2. Authentication is needed to verify the origin and
legitimacy of the SD-WAN metadata, ensuring it is
associated with an authorized endpoint.
<jmh2>At the very least, this needs to be better explained in
the draft. I think the issue is larger. Adding security to
the CPE-SDWAN connection seems to be largely irrelevant if
that CPE is compromised. Additionally, if the SDWAN gateway
accepts traffic from arbitrary devices, taht would seem to be
an unerlying SDWAN problem, not a multi-segment security
issue.</jmh2>
[Linda3] do you think the following text for Bullet c) under
Section 9.1 can reflect those two key points?

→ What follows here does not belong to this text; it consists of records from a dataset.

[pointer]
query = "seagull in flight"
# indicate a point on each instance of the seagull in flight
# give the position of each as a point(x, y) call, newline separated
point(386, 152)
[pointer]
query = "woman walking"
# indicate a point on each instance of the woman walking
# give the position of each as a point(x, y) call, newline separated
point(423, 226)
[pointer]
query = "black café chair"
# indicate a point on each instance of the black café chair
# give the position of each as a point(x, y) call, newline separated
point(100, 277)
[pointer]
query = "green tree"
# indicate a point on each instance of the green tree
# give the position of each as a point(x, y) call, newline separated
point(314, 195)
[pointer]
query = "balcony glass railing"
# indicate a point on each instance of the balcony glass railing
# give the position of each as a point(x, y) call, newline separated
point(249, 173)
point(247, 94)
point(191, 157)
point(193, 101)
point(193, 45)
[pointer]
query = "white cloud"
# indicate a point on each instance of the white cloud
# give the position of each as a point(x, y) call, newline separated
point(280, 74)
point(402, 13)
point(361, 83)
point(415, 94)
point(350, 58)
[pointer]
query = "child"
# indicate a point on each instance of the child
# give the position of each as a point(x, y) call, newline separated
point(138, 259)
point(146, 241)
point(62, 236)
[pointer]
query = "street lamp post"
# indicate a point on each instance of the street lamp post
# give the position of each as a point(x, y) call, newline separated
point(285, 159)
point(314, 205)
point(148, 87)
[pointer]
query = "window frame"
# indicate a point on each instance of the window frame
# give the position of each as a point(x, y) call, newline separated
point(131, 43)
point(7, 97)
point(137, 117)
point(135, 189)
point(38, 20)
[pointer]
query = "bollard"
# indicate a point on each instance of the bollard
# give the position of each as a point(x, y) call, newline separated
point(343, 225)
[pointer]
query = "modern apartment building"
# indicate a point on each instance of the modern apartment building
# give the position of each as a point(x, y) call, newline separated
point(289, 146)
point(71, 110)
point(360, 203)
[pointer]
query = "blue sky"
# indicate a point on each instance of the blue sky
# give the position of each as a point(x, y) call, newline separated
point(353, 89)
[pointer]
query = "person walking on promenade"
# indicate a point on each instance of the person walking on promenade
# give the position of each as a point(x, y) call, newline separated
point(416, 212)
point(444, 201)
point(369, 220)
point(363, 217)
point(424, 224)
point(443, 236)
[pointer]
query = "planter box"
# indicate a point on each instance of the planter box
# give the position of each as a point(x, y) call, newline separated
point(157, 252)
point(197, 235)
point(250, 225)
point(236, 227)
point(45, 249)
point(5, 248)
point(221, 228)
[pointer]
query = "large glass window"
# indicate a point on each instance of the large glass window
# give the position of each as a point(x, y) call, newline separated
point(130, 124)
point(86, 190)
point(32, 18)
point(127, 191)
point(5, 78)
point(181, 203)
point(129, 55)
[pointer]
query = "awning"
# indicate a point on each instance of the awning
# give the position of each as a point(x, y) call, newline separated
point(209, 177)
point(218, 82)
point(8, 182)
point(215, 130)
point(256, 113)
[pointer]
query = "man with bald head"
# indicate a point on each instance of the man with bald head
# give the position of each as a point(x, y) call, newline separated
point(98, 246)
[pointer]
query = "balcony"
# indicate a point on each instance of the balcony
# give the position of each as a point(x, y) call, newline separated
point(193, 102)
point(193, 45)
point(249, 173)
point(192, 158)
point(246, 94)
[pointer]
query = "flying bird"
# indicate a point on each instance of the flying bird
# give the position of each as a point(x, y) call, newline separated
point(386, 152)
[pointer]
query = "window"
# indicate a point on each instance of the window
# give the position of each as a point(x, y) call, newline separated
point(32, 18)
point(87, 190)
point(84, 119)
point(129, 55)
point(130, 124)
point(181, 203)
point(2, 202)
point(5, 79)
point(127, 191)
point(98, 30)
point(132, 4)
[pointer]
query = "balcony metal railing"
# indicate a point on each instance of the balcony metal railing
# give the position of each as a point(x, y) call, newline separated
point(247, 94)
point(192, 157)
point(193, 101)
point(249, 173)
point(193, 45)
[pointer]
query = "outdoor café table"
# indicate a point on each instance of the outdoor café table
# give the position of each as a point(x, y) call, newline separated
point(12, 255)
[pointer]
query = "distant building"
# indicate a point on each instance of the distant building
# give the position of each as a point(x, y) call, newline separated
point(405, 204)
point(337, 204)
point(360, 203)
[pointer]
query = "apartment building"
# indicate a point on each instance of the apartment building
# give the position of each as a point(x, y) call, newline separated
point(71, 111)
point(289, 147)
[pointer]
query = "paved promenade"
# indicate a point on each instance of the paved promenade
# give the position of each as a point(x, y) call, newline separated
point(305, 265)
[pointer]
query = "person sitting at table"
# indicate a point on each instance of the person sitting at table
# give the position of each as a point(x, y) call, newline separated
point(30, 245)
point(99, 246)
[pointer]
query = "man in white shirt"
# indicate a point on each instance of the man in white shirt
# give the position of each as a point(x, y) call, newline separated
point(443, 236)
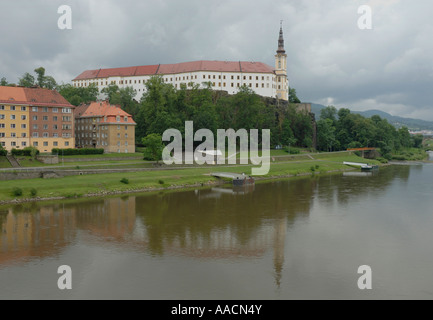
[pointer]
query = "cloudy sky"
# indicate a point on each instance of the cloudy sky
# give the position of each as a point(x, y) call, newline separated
point(330, 59)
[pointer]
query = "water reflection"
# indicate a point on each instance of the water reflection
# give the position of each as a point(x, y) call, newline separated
point(217, 224)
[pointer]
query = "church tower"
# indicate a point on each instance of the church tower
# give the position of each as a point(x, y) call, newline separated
point(282, 84)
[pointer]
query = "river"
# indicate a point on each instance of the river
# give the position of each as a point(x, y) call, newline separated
point(302, 238)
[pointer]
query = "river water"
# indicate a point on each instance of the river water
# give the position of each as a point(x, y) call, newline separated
point(302, 238)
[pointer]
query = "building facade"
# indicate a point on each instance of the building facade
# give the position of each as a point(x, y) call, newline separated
point(222, 75)
point(35, 117)
point(105, 126)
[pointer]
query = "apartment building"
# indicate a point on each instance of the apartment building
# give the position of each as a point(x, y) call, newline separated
point(35, 117)
point(102, 125)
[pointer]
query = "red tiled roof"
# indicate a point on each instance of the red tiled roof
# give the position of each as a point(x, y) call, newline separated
point(118, 72)
point(184, 67)
point(103, 109)
point(33, 97)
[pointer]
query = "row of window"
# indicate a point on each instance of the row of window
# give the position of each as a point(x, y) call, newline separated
point(35, 144)
point(35, 135)
point(12, 117)
point(13, 126)
point(13, 135)
point(36, 109)
point(82, 128)
point(35, 118)
point(13, 108)
point(81, 83)
point(102, 143)
point(54, 135)
point(96, 135)
point(97, 120)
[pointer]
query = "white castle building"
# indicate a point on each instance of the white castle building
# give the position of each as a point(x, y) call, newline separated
point(222, 75)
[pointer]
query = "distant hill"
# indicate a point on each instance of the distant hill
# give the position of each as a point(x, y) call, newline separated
point(412, 124)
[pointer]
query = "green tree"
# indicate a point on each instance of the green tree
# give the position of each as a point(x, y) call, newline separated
point(417, 140)
point(154, 147)
point(404, 137)
point(293, 98)
point(27, 80)
point(330, 112)
point(40, 77)
point(326, 135)
point(50, 83)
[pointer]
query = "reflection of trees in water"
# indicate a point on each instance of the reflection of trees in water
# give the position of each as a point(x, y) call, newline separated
point(344, 189)
point(28, 231)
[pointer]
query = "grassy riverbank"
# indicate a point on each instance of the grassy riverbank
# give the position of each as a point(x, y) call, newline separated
point(102, 184)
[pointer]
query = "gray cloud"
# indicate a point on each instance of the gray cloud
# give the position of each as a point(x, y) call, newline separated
point(330, 60)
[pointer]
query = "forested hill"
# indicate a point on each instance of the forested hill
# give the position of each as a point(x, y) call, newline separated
point(412, 124)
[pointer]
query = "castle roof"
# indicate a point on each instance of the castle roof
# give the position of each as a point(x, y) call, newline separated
point(184, 67)
point(33, 96)
point(104, 110)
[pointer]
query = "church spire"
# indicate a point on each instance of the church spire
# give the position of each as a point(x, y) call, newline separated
point(281, 40)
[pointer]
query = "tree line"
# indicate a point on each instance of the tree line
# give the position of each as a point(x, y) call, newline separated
point(341, 129)
point(163, 106)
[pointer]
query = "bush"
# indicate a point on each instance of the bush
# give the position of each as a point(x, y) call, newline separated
point(76, 152)
point(292, 150)
point(26, 152)
point(399, 157)
point(124, 181)
point(17, 192)
point(382, 160)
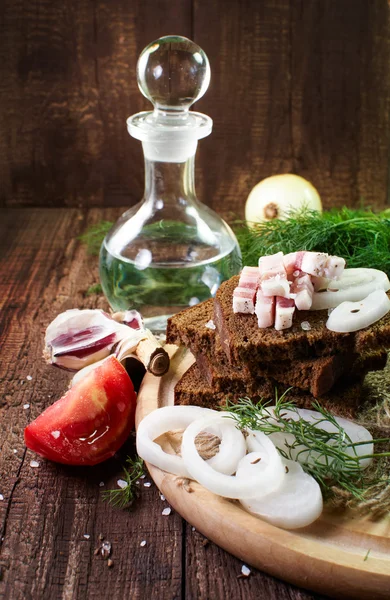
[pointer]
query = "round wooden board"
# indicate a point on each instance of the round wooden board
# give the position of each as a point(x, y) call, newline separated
point(341, 555)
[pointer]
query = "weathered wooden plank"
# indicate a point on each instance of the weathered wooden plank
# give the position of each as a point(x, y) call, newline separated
point(47, 511)
point(248, 98)
point(340, 98)
point(68, 84)
point(206, 576)
point(300, 86)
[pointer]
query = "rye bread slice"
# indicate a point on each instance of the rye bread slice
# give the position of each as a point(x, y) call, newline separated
point(188, 328)
point(244, 342)
point(193, 389)
point(315, 376)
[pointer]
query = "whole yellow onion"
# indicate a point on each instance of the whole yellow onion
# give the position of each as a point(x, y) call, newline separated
point(275, 196)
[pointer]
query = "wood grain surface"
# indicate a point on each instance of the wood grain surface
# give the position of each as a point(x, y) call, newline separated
point(297, 86)
point(342, 554)
point(47, 511)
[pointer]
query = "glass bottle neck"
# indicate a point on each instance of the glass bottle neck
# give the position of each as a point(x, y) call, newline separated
point(171, 183)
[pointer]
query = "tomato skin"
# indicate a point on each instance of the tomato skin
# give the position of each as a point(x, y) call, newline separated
point(90, 422)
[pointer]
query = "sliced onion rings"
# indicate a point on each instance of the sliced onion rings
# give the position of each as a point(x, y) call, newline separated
point(296, 503)
point(353, 316)
point(231, 449)
point(353, 285)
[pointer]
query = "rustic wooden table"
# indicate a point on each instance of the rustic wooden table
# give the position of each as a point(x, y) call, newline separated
point(51, 516)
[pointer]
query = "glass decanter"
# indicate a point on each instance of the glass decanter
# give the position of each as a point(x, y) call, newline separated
point(169, 251)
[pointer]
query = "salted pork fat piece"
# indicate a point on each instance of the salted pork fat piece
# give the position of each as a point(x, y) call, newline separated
point(244, 300)
point(293, 261)
point(249, 278)
point(317, 264)
point(284, 311)
point(265, 309)
point(303, 290)
point(273, 276)
point(244, 293)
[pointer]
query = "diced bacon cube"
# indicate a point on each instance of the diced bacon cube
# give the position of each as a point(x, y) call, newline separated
point(244, 300)
point(284, 311)
point(271, 265)
point(334, 267)
point(303, 290)
point(265, 310)
point(319, 283)
point(276, 286)
point(314, 263)
point(293, 261)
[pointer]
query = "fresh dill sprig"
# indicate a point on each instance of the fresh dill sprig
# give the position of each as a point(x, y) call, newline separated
point(362, 237)
point(95, 235)
point(124, 497)
point(329, 456)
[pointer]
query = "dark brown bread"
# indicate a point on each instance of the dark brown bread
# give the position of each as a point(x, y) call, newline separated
point(315, 375)
point(193, 389)
point(188, 328)
point(244, 342)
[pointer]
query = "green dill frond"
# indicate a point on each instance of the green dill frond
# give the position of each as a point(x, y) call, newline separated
point(124, 497)
point(329, 456)
point(362, 237)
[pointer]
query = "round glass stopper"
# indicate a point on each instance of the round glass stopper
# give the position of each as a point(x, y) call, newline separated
point(173, 72)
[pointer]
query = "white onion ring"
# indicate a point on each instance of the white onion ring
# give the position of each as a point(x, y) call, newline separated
point(231, 449)
point(296, 503)
point(352, 316)
point(262, 481)
point(353, 285)
point(357, 433)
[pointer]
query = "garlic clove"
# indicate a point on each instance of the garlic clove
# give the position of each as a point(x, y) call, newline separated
point(77, 338)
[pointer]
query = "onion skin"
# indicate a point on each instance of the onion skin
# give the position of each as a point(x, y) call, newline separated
point(275, 196)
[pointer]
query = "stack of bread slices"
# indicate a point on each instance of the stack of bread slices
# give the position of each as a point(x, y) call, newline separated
point(234, 358)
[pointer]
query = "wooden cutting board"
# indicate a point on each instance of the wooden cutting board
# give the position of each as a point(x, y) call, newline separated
point(342, 555)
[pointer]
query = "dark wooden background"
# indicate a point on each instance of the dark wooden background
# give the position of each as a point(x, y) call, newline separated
point(297, 86)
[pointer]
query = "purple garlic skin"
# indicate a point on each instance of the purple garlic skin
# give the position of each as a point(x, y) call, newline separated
point(78, 338)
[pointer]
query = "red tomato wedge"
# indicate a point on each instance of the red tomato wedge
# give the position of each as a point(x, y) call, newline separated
point(91, 422)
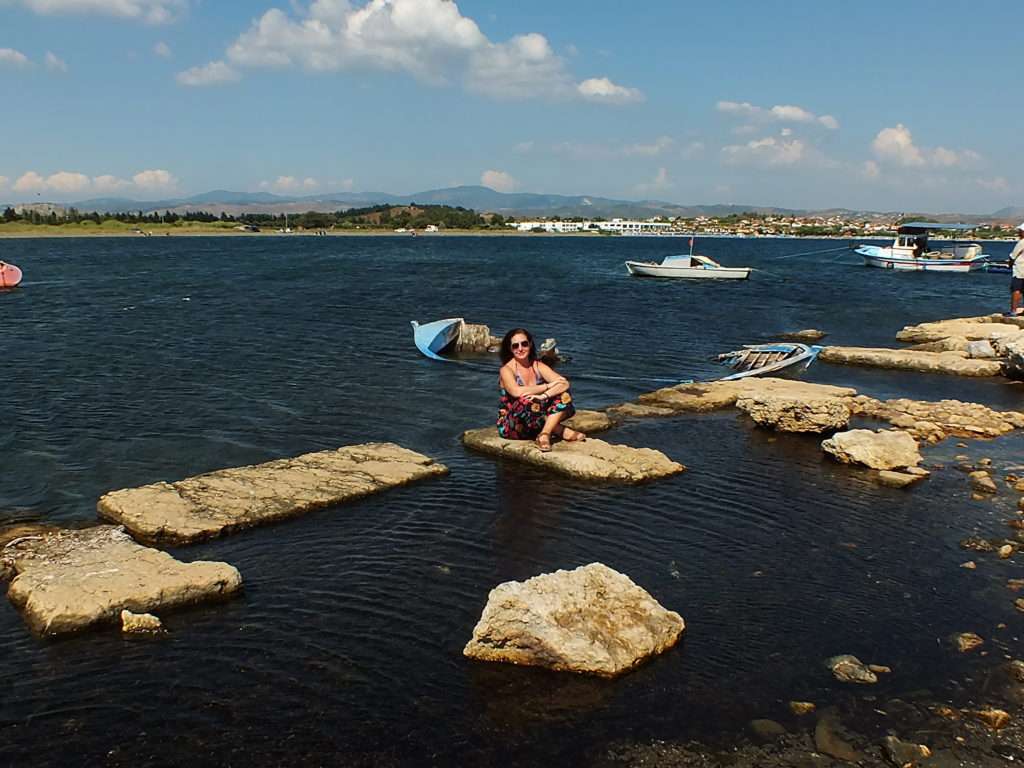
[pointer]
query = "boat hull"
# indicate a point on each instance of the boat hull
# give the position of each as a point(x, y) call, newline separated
point(643, 269)
point(433, 338)
point(10, 275)
point(884, 258)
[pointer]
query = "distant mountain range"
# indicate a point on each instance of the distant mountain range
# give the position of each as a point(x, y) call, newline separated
point(479, 199)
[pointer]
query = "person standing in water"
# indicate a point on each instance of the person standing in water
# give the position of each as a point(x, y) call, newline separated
point(1017, 267)
point(535, 399)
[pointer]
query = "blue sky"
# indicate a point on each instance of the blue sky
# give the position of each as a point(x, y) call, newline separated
point(882, 105)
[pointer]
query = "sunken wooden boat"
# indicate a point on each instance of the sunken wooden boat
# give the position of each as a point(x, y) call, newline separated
point(769, 359)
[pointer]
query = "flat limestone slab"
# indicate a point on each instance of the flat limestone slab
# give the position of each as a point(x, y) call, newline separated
point(719, 394)
point(228, 500)
point(590, 460)
point(592, 620)
point(71, 580)
point(911, 359)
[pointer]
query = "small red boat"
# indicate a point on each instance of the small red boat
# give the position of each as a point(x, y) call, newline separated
point(10, 275)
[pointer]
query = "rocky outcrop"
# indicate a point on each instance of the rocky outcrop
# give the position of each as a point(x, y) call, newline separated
point(228, 500)
point(719, 394)
point(911, 359)
point(140, 624)
point(972, 329)
point(848, 669)
point(882, 450)
point(797, 415)
point(936, 421)
point(589, 460)
point(71, 580)
point(591, 620)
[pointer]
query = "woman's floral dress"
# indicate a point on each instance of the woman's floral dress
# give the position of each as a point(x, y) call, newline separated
point(519, 419)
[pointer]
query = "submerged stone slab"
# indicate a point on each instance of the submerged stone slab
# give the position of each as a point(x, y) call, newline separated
point(882, 450)
point(589, 460)
point(797, 415)
point(934, 421)
point(972, 329)
point(592, 620)
point(227, 500)
point(71, 580)
point(719, 394)
point(911, 359)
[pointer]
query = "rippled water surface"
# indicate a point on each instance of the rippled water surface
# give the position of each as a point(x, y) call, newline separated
point(127, 361)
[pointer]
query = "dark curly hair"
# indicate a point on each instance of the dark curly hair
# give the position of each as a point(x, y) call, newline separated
point(506, 350)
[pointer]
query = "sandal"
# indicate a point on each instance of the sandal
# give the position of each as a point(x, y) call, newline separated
point(572, 435)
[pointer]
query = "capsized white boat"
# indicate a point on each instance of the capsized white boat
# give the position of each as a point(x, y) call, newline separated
point(433, 338)
point(766, 359)
point(684, 265)
point(910, 251)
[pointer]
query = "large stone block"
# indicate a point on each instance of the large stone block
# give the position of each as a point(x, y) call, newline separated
point(71, 580)
point(591, 620)
point(589, 460)
point(228, 500)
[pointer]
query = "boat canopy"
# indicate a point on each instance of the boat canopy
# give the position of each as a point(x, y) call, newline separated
point(911, 227)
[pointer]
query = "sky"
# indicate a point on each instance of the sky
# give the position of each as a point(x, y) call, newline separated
point(896, 105)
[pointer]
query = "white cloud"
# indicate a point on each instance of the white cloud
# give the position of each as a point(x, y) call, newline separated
point(108, 183)
point(660, 182)
point(53, 62)
point(603, 90)
point(151, 11)
point(430, 40)
point(215, 73)
point(30, 181)
point(155, 180)
point(11, 57)
point(658, 145)
point(499, 180)
point(67, 182)
point(778, 114)
point(768, 152)
point(997, 183)
point(896, 145)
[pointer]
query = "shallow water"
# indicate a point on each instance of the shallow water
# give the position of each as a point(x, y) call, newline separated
point(128, 361)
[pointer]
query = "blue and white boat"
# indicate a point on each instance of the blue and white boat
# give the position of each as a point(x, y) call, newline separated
point(434, 338)
point(769, 359)
point(910, 251)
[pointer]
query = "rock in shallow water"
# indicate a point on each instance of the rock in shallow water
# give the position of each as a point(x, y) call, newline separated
point(848, 669)
point(591, 620)
point(71, 580)
point(797, 415)
point(882, 450)
point(589, 460)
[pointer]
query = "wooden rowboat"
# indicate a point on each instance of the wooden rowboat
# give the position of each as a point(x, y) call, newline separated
point(765, 359)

(c) Potential stealing of Cloud Backbone bandwidth:
A threat actor, such as a malicious or misconfigured C-PE,
could inject SD-WAN metadata intended for another tenant,
attempting to redirect traffic through Cloud Backbone
paths it is not authorized to use. For example, a
legitimate Cloud subscriber pays for Cloud Backbone
transport between CPE-A and CPE-B. An attacker, who
controls two locations (Node-A and Node-B), might
construct a packet with CPE-A’s address as the source and
include CPE-B in the SD-WAN Endpoint Sub-TLV. The packet,
when sent to the ingress Cloud GW, would appear to be a
legitimate flow between CPE-A and CPE-B. After exiting the
egress Cloud GW, the attacker could rewrite the outer
addresses to resume communication between Node-A and
Node-B, effectively tunneling traffic via the Cloud
Backbone without authorization or payment.
To prevent such misuse, it is necessary to authenticate
and verify the origin and legitimacy of the SD-WAN
metadata to ensure it is associated with an authorized and
registered CPE endpoint. This validation protects against
both spoofing and cross-tenant policy violations. While it
is not necessary for Cloud GWs to decrypt or re-encrypt
payloads, they must enforce metadata integrity using
authentication mechanisms such as those defined in
[RFC2403] and [RFC2404]. These mechanisms rely on
cryptographic hashing algorithms (e.g., SHA2
224/256/384/512) as part of a Hashed Message
Authentication Code (HMAC) to validate packet authenticity.
<jmh3>This sseems to be an underlying SD-WAN security problem, not
a multi-segment problem. It seems like the same attack could be
done in a single-segment SD-WAN? If that is true, and if the
existing SD-WAN RFCs have this problem, then I would think noting
in the remediation that this applies more broadly would seem to
help. If I am wrong about the applicability, some indication of
why it is only a problem in multi-segment would be desirable.